According to the DGS, the information collected through epidemiological surveys is being analysed to contribute to the assessment of the outbreak at national and international level.
The World Health Organisation (WHO) announced on Sunday that a total of 780 laboratory-confirmed cases of infection with the Monkeypox virus have been registered in 27 countries where the disease is not endemic, a number that the organisation admits is “probably underestimated”.
Monkeypox, from the family of the virus that causes smallpox, is transmitted from person to person through close contact with injuries, body fluids, respiratory droplets and contaminated materials.

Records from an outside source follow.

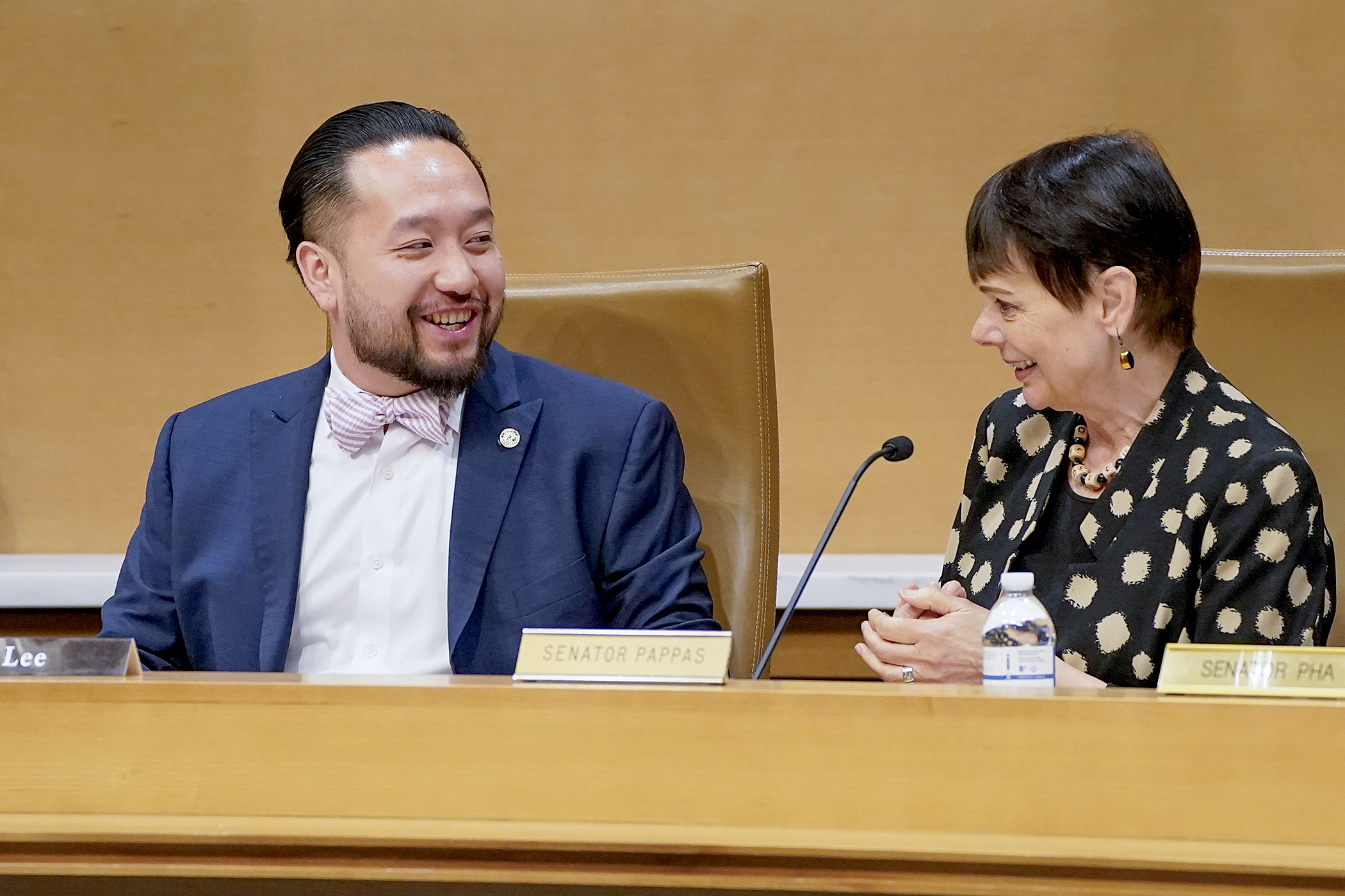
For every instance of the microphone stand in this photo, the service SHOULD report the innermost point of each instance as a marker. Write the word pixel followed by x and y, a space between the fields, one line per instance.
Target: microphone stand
pixel 893 450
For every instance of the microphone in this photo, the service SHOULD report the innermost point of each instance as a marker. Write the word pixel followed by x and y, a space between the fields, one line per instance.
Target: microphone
pixel 893 450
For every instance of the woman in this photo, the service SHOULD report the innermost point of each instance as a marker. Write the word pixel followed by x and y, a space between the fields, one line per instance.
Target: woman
pixel 1152 500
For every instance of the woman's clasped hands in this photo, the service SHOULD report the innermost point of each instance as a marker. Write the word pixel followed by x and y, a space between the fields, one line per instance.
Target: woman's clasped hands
pixel 934 631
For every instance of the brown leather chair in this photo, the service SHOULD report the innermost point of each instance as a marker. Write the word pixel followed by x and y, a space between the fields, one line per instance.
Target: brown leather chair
pixel 1273 322
pixel 698 339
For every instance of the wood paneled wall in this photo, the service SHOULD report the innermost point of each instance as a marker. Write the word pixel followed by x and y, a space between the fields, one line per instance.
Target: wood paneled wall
pixel 144 143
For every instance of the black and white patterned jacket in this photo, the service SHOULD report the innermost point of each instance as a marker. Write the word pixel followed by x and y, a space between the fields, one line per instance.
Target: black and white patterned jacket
pixel 1212 532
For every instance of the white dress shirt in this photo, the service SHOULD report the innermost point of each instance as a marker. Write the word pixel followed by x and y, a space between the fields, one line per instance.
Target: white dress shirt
pixel 373 576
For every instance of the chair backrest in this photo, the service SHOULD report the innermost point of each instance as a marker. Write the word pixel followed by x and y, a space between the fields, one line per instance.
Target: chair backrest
pixel 1271 322
pixel 698 339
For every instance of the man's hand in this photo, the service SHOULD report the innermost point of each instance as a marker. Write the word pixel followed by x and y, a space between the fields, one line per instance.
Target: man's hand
pixel 935 631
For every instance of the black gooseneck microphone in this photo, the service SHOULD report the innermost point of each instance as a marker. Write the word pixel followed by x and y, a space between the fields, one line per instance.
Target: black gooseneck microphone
pixel 893 450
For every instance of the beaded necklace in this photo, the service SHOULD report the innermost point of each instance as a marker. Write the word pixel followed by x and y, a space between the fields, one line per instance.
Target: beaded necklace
pixel 1080 474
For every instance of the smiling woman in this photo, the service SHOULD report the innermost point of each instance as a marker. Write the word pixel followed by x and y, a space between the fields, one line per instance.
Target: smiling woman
pixel 1168 506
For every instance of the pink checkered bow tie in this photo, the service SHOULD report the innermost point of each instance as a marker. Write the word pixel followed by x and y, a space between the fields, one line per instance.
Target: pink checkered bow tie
pixel 355 416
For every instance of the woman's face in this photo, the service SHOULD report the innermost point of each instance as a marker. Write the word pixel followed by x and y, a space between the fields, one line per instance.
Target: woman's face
pixel 1055 353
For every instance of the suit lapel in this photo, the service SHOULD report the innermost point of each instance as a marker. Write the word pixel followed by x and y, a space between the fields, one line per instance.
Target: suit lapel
pixel 486 475
pixel 281 451
pixel 1145 460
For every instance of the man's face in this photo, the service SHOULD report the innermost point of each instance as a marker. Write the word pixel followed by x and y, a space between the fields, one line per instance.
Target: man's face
pixel 421 283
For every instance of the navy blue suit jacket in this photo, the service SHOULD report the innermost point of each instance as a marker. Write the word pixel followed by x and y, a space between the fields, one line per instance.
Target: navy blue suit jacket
pixel 584 525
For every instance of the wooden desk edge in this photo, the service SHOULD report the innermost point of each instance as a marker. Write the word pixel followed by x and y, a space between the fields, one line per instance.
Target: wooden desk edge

Recently, the DGS published a guideline defining the clinical and epidemiological approach to cases of human infection by Monkeypox virus, foreseeing that suspected situations should be rapidly referred for medical observation and that asymptomatic contacts can continue to maintain their daily routines, not requiring isolation.
This is the first time that an outbreak of the VMPX virus has been detected in Portugal, in a context of cases being reported by several countries since the beginning of May.
The incubation period varies between five and 21 days, being on average six to 16 days and the symptoms start with fever, headache, asthenia, myalgia or adenomegaly, followed by the appearance of exanthema (rash).